When pursing a degree in Psychology, it is possible, depending on the selected institution, to earn the degree with one or more specializations and even concentrations or certificates; this occurs most commonly at the graduate level.

  • Such specializations, concentrations, and certificates are offered in a variety of unique areas of practice, including Clinical Psychology, School Psychology, Organizational Psychology, Industrial Psychology, Sports Psychology, Health Psychology, Neuropsychology, Forensic Psychology, etc.
  • If you desire to pursue a graduate degree in Psychology, it is very important to select a graduate program that offers specialization in the area of practice that you desire to practice in upon completion because, if you have not had training in that specialized area of practice at the graduate level, you will not be eligible for registration, certification, and/ or licensure in that area of practice in the state that you desire to practice in.
    1. E.g., obtaining a master’s degree in School Psychology from an accredited college or university will allow a person to apply for licensure as a School Psychologist but will often be insufficient for the person to qualify for licensure as a Clinical Psychologist in a state.

A person who earns a graduate degree in Psychology might not elect to practice in the field of Psychology that he/ she was trained in; instead, he/ she might elect to teach Psychology at a school or university.

A person who earns a bachelor’s degree in Psychology might not desire to work in entry-level human services/ helping practice; instead, he/ she might attempt to teach at an elementary, middle, or high school, provided he/ she can meet a state’s qualifications for becoming a teacher.

There are post-graduate specializations that can be earned by graduates of master’s and doctorate programs in Psychology in a variety of areas of practice such as Neuropsychology, Forensic Psychology, Psychopharmacology, etc.

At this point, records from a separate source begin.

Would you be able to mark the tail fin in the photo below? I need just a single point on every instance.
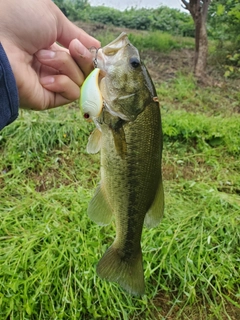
(128, 274)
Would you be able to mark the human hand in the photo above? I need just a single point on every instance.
(47, 74)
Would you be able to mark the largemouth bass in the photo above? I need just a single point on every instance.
(129, 135)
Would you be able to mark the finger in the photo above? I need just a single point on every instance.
(60, 90)
(82, 56)
(63, 63)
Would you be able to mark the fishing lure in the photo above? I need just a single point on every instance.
(91, 101)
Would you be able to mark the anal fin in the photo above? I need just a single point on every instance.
(99, 209)
(127, 273)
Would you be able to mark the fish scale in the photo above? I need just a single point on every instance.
(130, 133)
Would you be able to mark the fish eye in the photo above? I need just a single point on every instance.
(134, 62)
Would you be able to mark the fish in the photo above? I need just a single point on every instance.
(128, 135)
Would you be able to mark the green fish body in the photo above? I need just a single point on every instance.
(129, 135)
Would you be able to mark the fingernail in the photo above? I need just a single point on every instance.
(79, 47)
(47, 80)
(45, 54)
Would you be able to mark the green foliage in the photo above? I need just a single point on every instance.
(49, 247)
(163, 18)
(224, 20)
(162, 42)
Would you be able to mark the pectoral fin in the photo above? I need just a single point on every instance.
(155, 213)
(99, 209)
(94, 141)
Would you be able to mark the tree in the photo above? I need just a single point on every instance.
(198, 10)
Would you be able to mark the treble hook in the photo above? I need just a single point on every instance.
(94, 52)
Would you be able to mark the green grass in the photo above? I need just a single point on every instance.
(49, 248)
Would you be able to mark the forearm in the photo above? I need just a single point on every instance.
(9, 102)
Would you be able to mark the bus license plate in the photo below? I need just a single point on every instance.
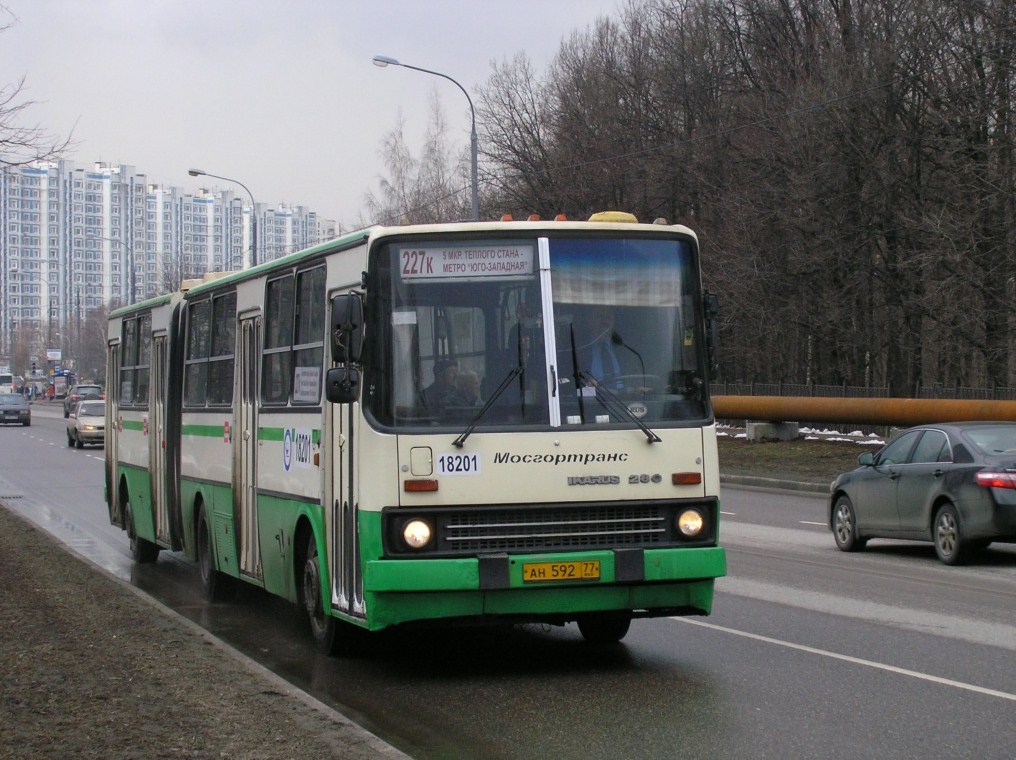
(534, 572)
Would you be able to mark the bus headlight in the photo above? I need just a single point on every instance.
(417, 533)
(690, 522)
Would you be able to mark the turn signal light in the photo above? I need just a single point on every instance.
(686, 479)
(420, 485)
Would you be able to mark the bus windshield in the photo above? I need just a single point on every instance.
(607, 330)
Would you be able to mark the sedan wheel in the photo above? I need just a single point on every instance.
(950, 545)
(844, 526)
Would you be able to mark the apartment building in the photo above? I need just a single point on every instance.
(77, 240)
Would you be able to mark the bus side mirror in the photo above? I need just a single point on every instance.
(341, 385)
(711, 304)
(346, 328)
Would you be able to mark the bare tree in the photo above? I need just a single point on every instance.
(21, 143)
(433, 187)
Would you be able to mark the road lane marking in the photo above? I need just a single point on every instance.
(854, 660)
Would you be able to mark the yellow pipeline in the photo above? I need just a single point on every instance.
(897, 412)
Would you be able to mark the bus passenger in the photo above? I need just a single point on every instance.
(443, 391)
(467, 384)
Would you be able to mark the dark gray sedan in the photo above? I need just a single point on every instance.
(952, 484)
(14, 409)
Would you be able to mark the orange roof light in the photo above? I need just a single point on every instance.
(622, 216)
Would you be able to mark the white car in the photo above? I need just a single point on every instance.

Well in advance of committing to any academic program in Psychology, it is a good idea to:

  1. Become knowledgeable about and committed to the field of Psychology and its subfields.
  2. Know how the field of Psychology and its subfields are unique in comparison to other types of helping fields.
  3. Know which specialization of Psychology you are interested in, particularly if you desire to pursue a graduate degree in the field.
  4. Know state requirements for any registration, certification, and/ or licensure that might affect the type of professional practice that you desire to perform.
  5. Become informed, at the very least, about the program’s:
  6. Admission requirements
  7. Policies on transferring in credits
  8. Costs
  9. Specializations, concentrations, and certifications
  10. Time-limits on degree completion
  11. Standing with the APA and SACSCOC.
    • The APA website contains a list of programs that  it has accredited.
    • The website can be found by performing an internet search on this organization.
    • Or it can be found at www.apa.org

Various professional organizations in Psychology exist, including the APA (The American Psychological Association) which has affiliated organizations in each state and which publishes a list of ethical standards.

  • Such professional organizations fulfill many purposes, including research, advocacy, education, lobbying, setting standards, publishing, information and referral, and etc.
  • The APA website can be found at www.apa.org.
  • The North Carolina Psychological Association can be found at www.ncpsychology.com.